I wanted to participate in feMOMhist’s blog carnival about having it all, but I realized that I couldn’t. I don’t have it all right now. In fact, I’m more barely holding it all together.
Dr. Man broke his big toe. Twice. And technically one break is an open fracture (don’t google that– the images are icky and his open fracture is distinctly not that icky). His foot is in a shoe to help the toe heal (no pun intended) and he’s in a good amount of pain most of the time. He also can’t carry anything or walk very much.
Kiddo is 8 months old, needs to be carried, often while walking. This means that currently I am doing the majority of the childcare and housekeeping. To be fair, Dr. Man is doing the best he can and majorly cleaned put the house last Friday. All that being said, the majority of the day-to-day stuff has now fallen under my purview.
This means that in addition to being the lactating one, I’m now doing all the dishes, cooking, bath time, packing of Kiddo’s stuff, taking out the trash, and the majority of other chores. Last night I was too exhausted to make the mostly prepared meal I had planned and we ordered out for pizza.
Also, I’m tired. Really, really tired. Kiddo has yet to sleep through the night. Tuesday night I accidentally forgot to turn the baby monitor back on after getting up at 12:30am (I turn it off when I go soothe him back to sleep so Dr. Man can continue trying to sleep) and slept soundly until 4:00am when I heard Kiddo’s wails. (Yep, mother of the year award right here.) It was the longest I’d slept since November.
Right now I’m just not doing a very good job at any of my jobs. Scientist, mother, or wife.

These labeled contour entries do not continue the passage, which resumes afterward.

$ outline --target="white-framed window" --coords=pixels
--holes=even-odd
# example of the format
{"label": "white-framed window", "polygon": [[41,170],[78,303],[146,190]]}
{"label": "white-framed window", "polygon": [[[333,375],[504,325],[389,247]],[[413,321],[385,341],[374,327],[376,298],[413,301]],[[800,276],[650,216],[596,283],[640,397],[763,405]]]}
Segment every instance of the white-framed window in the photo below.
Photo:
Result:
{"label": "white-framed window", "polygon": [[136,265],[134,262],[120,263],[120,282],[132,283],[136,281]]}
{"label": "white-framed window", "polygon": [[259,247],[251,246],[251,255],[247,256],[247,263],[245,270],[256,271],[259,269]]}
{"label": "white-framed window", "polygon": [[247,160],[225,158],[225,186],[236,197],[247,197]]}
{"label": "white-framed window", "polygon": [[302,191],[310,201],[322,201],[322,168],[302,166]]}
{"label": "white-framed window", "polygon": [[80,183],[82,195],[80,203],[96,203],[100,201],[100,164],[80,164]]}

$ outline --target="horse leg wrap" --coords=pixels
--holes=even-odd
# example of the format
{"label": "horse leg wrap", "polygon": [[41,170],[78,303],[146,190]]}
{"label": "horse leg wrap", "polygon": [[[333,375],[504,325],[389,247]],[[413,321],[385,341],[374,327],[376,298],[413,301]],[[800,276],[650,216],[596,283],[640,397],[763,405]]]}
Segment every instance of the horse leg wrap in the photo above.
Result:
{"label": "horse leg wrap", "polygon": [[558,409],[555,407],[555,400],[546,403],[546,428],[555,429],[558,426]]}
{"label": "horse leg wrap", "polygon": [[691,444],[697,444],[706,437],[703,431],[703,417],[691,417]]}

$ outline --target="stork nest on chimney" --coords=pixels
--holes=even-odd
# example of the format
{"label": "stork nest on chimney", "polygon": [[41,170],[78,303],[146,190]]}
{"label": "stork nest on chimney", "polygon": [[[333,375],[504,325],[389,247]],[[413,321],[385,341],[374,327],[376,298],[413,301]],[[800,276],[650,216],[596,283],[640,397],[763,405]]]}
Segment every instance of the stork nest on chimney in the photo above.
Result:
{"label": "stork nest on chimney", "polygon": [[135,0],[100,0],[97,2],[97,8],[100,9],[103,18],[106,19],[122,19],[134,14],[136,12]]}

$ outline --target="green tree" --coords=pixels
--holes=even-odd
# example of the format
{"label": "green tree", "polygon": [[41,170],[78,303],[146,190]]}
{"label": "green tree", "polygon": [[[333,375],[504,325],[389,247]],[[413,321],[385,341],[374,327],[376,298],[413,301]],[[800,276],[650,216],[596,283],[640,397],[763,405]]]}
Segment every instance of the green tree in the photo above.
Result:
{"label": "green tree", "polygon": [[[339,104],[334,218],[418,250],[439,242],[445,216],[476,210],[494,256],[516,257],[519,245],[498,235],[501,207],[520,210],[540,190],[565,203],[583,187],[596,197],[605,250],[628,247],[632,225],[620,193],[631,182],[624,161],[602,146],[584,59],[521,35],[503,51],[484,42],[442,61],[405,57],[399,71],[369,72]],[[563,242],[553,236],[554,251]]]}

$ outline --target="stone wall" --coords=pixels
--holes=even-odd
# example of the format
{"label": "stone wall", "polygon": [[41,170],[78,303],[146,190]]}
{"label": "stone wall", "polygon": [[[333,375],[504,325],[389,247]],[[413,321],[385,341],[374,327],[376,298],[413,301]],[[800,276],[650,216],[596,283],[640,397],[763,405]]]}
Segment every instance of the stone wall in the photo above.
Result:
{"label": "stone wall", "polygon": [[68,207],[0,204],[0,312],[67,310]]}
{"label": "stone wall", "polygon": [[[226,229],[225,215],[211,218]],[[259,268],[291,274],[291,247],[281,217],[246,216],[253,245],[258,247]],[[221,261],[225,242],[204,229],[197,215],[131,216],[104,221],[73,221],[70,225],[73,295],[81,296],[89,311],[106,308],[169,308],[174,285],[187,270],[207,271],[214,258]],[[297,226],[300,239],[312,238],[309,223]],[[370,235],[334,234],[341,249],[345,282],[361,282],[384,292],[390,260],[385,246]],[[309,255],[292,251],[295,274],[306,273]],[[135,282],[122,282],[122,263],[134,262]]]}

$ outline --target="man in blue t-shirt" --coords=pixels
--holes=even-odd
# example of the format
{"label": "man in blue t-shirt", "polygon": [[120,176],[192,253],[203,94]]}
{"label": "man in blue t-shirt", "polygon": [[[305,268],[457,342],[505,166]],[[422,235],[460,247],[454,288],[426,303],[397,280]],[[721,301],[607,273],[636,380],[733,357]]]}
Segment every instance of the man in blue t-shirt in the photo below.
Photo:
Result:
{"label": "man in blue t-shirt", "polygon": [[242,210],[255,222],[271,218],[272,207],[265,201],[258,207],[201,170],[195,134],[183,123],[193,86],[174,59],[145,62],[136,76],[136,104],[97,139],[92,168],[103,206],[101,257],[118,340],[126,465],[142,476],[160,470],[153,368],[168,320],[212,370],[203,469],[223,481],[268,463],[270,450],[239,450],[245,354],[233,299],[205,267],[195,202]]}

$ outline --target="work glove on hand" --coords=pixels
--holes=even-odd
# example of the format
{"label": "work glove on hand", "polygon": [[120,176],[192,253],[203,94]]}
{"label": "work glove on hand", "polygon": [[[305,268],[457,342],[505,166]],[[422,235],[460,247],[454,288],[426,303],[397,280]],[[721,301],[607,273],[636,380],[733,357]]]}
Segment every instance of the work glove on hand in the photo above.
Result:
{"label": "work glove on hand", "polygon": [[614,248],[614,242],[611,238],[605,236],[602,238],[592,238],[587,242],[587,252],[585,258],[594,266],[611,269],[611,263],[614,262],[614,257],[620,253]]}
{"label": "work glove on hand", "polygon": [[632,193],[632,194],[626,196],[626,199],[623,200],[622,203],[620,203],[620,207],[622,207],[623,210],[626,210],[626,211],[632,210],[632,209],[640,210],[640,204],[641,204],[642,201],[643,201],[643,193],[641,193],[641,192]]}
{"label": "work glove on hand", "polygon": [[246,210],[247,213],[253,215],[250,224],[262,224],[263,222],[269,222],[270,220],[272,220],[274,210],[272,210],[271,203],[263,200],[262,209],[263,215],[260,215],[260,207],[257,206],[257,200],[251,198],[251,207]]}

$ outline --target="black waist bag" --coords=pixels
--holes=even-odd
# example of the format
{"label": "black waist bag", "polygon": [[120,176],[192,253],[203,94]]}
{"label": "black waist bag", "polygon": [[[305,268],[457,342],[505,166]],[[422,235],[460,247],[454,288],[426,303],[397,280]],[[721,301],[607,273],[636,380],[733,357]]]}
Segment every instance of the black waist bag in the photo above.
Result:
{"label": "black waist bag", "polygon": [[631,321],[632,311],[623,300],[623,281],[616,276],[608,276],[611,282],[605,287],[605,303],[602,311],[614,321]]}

I think there might be something in the air at the moment. I am feeling particularly overwhelmed with everything and as a result am succeeding with nothing. It reminds me of writing my thesis, I know that if I could just break it up into smaller jobs I could manage it, but all I can see is the whole thing. It is so daunting that I am reduced to panic and nothing goes very well 🙁
Hire a cleaner. Although it would get expensive fast to have cleaners come on a regular basis, having them once or twice is not that bad. And really worth it.
Your baby was probably not crying all that long before you woke up when the monitor was off, so don't beat yourself up over it.
Don't beat yourself up over any of it, actually. You're doing your best, and even if things aren't as clean or organized as you would like, it's undoubtedly not as bad as you think.
You would write the same thing if you had read this post on someone else's blog. 🙂
Bacteria Girl: That's entirely possible. The thesis is just one huge task that can be daunting to even begin to break up (so many steps!). The only thing that helped me was to think of it as discrete papers. That way it didn't seem too bad.
EGF: You're right. I am just beating myself up. I actually took a personal day yesterday, took Kiddo into daycare and then stayed home all day by myself. It was wonderful. I spent some quality time with my bed and I now have much better outlook on things.
It truly is amazing how much sleep improves one's outlook on life, and vice verse. The 'not sleeping through the night yet' also has a cumulative effect, remember that before you unnecessarily beat yourself up.
When shit hits the fan I try to do the bare minimum of housework and opt for some precious rest. The house can always be cleaned later. Being ok with doing the bare minimum at work is way harder for me, but at some point I have to tell myself that I am only one human, and the work will still be there when X improves.
I hope your husband feels better soon and reciprocates for all the work you are doing right now so you can catch up with yourself!